If policing is to change, the spotlight must turn toward police academies, where new recruits are first inculcated into the folkways of their profession.
Rosa Brooks Georgetown University law professor
When I entered the Washington, D.C., police academy in 2016 as a recruit officer in the district’s volunteer police reserve corps, I quickly discovered that I was joining a paramilitary organization. My classmates and I practiced drill and formation, stood at attention when senior officials entered the room, and were grilled on proper boot-polishing methods. “Brilliantly shined boots are a hallmark of police uniforms,” an instructional handout informed us. “They indicate devotion to duty and attention to the smallest detail … You are required to maintain boots that are polished to a luster … In the most exceptional cases boots can be shined so that a person’s reflection may be seen in the finish.” We had instructors who rolled their eyes at this sort of thing, but we also had instructors who seemed to be channeling the Marine drill sergeant in Full Metal Jacket, bawling insults and punishing minor infractions with sets of push-ups.
As a law professor and writer with a long-standing interest in the blurry boundaries between war and “not war,” my experiences with the paramilitary aspects of the D.C. police academy—and, later, my experiences as a reserve police officer on patrol in some of the city’s poorest neighborhoods—were part of my research. (My next book, Tangled Up in Blue: Policing the American City, is based on my experiences as a D.C. reserve officer.) But even as a recruit with a quasi-anthropological perspective, I found the academy more than a little intimidating. I don’t think I’ve been yelled at as much since high-school gym class more than three decades ago.
The nation is now debating how to “fix” American policing, and much of the criticism of current police practices relates to the paramilitary aspects of policing. It’s an important critique, but one that often focuses narrowly on police uniforms, weapons, and equipment, rather than on underlying issues of organizational culture and structure. If we want to change policing, we need to also turn the spotlight onto police academies, where new recruits are first inculcated into the folkways of their profession.
It’s not hard to see the link between paramilitary police training and the abuses motivating the past several weeks’ protests. When police recruits are belittled by their instructors and ordered to refrain from responses other than “Yes, Sir!,” they may learn stoicism—but they may also learn that mocking and bellowing orders at those with less power are acceptable actions.
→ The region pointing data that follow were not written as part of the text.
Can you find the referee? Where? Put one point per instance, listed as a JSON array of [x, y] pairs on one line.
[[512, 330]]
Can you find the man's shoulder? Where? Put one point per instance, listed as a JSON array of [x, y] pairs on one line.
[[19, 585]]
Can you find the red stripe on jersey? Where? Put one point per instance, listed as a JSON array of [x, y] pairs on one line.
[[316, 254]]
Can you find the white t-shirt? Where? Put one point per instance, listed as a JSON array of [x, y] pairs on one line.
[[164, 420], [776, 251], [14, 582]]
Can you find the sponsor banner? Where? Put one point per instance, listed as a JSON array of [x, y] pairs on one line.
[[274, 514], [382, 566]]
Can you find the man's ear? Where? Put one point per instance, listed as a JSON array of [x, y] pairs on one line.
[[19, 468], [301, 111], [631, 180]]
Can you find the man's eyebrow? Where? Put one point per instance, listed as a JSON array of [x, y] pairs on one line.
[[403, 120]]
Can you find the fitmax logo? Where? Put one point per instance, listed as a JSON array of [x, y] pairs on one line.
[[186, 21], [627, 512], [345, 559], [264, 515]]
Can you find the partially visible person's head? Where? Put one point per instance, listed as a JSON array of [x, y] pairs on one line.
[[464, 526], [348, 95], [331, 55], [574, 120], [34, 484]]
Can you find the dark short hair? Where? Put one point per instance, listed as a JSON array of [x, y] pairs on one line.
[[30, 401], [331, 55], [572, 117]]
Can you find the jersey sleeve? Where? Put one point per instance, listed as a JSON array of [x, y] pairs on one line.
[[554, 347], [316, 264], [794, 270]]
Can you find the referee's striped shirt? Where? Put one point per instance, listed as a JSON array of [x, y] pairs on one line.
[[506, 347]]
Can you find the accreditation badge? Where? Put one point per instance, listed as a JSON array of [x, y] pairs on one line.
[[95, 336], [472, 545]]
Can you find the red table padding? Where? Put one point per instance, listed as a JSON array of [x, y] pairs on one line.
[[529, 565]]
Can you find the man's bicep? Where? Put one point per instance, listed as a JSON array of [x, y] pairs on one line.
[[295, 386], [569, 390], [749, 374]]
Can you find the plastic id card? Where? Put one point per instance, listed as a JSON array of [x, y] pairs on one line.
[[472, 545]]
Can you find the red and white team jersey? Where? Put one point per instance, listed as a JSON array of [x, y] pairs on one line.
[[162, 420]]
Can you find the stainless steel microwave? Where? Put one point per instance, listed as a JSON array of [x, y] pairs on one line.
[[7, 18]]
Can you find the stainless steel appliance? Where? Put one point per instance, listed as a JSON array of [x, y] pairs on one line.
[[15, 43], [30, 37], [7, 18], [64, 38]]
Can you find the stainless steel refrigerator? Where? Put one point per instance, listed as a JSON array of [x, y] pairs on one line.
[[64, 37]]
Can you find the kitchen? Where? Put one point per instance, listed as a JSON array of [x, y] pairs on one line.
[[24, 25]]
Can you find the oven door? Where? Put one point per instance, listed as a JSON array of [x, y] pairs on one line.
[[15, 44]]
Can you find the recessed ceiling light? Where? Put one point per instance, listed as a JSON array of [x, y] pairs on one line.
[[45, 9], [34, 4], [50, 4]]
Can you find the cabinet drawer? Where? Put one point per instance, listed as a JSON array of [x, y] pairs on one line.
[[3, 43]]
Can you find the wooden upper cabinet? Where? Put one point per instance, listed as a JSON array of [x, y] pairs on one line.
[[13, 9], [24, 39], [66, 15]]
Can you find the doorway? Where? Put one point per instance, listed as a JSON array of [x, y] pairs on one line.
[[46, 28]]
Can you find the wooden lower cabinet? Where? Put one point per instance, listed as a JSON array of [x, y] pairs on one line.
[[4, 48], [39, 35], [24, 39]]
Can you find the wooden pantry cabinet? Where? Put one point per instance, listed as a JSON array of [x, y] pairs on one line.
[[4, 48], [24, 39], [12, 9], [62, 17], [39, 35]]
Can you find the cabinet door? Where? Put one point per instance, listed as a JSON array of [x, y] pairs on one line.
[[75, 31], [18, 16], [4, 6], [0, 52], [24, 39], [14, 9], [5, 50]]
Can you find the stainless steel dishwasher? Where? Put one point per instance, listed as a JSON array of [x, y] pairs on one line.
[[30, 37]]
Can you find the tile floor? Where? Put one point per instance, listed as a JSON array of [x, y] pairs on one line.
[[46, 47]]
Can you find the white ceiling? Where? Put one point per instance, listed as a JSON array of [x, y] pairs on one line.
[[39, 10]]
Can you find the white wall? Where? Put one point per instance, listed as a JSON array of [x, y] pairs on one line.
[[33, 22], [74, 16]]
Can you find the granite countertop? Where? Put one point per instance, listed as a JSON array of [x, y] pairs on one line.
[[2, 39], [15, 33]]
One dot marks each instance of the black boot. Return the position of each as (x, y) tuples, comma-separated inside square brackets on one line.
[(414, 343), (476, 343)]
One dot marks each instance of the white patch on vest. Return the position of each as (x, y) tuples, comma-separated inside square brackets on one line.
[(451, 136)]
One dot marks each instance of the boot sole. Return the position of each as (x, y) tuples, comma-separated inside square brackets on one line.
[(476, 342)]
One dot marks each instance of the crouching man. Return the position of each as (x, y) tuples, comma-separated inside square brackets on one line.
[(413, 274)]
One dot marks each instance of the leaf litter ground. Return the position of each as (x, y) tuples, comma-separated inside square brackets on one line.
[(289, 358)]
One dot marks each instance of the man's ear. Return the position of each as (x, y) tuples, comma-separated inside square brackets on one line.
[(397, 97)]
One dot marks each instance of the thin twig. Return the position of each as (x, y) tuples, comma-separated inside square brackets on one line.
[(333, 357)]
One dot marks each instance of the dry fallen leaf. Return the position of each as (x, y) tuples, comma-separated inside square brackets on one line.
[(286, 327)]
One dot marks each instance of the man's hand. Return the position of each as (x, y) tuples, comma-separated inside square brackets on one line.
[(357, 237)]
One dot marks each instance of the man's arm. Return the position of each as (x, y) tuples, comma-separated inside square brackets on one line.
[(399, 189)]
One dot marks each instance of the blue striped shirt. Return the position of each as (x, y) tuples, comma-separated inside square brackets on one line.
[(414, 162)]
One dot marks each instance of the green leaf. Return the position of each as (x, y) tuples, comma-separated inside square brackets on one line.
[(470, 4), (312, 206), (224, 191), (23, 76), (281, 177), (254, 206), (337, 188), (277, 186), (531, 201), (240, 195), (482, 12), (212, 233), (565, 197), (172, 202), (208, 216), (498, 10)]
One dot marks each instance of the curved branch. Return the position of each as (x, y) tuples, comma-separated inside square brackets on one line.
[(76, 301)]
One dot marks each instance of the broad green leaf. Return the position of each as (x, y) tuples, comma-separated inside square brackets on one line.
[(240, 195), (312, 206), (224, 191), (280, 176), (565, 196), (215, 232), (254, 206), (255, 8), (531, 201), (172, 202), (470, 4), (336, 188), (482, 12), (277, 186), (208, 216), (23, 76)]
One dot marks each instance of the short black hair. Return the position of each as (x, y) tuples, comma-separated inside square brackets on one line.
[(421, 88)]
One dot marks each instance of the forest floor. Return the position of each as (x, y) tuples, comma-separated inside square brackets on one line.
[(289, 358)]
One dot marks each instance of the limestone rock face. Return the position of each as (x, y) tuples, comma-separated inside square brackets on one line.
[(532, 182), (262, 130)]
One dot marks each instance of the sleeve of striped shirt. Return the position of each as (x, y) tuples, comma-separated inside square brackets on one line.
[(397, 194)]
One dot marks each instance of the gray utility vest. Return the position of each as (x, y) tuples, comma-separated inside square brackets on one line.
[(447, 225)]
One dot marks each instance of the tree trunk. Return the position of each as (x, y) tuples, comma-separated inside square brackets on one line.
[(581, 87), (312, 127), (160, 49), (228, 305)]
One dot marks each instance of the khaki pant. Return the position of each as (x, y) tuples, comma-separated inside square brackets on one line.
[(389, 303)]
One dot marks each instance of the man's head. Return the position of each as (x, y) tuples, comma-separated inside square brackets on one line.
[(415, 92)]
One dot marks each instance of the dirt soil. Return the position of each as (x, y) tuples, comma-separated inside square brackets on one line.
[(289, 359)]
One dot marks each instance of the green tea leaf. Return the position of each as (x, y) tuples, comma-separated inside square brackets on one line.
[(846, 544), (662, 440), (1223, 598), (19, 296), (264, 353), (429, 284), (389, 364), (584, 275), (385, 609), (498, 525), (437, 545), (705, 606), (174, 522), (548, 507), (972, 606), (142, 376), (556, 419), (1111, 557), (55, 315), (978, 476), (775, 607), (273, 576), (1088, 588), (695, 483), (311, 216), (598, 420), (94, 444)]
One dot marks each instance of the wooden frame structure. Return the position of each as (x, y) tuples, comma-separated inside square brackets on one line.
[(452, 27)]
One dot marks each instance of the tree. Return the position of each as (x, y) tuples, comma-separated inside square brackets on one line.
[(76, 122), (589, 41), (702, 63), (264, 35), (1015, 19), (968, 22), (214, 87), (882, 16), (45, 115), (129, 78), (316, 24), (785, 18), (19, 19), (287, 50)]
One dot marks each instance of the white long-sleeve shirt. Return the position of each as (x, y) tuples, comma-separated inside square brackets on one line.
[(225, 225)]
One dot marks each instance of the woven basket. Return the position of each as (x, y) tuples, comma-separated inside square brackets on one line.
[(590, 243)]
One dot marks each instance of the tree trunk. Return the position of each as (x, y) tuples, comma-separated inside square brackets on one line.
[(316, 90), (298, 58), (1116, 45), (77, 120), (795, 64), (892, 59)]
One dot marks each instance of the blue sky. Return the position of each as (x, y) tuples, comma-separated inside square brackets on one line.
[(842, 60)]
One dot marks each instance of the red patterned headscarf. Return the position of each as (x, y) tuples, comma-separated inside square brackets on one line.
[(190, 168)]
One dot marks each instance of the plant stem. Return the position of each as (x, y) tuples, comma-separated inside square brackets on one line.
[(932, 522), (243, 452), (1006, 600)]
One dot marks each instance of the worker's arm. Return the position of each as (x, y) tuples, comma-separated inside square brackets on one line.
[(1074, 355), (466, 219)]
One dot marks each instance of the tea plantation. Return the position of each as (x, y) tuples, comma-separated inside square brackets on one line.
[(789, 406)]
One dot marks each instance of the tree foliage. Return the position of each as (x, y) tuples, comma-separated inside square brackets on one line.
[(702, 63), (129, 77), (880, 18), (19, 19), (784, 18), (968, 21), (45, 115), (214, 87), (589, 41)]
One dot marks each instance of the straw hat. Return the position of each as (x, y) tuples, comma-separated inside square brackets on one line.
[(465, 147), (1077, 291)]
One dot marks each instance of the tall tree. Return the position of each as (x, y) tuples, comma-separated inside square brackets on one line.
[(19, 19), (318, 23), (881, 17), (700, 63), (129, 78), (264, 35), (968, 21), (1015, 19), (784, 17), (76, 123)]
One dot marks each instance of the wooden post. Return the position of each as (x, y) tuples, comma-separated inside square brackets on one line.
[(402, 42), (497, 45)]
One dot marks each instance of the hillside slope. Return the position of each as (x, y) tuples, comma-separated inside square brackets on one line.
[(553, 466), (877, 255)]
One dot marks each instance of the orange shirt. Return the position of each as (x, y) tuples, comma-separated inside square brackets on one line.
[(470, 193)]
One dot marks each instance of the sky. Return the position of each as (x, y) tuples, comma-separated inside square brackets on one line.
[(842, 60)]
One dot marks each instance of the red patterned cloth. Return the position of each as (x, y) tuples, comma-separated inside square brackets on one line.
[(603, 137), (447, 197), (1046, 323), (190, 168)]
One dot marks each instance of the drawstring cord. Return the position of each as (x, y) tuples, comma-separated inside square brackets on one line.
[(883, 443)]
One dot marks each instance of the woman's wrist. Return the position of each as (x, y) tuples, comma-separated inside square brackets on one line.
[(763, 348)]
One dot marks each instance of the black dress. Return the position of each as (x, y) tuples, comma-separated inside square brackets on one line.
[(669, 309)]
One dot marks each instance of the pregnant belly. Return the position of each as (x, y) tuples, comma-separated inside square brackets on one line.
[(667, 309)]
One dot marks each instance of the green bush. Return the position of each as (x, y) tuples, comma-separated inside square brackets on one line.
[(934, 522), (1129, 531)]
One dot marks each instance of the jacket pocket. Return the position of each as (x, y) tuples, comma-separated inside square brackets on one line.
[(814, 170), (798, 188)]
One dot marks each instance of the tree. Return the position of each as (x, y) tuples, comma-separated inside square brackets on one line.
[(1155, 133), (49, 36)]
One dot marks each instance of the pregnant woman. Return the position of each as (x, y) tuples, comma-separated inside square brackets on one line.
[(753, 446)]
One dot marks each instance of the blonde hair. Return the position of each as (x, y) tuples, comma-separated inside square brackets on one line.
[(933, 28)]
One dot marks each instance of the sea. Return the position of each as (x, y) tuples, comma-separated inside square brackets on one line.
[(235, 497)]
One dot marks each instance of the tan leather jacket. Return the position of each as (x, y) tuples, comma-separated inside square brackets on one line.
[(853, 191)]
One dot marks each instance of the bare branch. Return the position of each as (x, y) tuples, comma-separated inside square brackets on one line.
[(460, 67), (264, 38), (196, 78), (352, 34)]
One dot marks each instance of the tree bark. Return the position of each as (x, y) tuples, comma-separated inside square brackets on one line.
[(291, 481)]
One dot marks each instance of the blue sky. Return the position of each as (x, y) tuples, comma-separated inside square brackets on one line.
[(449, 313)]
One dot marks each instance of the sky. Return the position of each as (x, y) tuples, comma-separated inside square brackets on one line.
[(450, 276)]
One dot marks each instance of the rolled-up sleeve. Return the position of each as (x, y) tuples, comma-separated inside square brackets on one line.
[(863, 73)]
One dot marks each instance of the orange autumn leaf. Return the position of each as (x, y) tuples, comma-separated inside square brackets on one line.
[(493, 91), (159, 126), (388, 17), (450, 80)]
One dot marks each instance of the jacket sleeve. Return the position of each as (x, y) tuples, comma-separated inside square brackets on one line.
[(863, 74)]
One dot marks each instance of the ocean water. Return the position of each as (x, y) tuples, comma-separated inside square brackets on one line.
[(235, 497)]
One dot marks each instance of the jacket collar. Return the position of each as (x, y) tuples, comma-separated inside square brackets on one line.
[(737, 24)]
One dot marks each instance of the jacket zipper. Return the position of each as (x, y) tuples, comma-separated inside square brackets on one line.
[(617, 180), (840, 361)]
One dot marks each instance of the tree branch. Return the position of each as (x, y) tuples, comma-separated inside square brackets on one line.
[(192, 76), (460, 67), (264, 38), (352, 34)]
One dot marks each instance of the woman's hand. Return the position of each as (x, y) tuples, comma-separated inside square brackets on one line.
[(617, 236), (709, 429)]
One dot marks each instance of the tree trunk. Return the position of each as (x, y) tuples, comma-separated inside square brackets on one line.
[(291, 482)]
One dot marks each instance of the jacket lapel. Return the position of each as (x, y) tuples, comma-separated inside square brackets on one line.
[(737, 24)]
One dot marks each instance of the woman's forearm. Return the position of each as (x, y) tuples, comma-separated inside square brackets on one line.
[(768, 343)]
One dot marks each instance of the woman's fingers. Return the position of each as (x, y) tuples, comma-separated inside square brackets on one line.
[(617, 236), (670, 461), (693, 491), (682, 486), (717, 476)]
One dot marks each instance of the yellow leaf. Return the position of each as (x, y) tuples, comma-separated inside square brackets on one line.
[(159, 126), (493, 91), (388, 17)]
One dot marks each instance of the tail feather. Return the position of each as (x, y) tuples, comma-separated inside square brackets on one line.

When recruits are ordered to do push-ups to the point of exhaustion because their boots weren’t properly polished, they may learn the value of attention to detail—but they may also conclude that the infliction of pain is an appropriate response to even the most trivial infractions.
Many police recruits enter the academy as idealists, but this kind of training turns them into cynics, even before their first day on patrol. And although most police officers will go through their entire careers without ever firing their weapons, others will inevitably get the wrong lessons from their paramilitary training, and end up like the fired Minneapolis officer Derek Chauvin.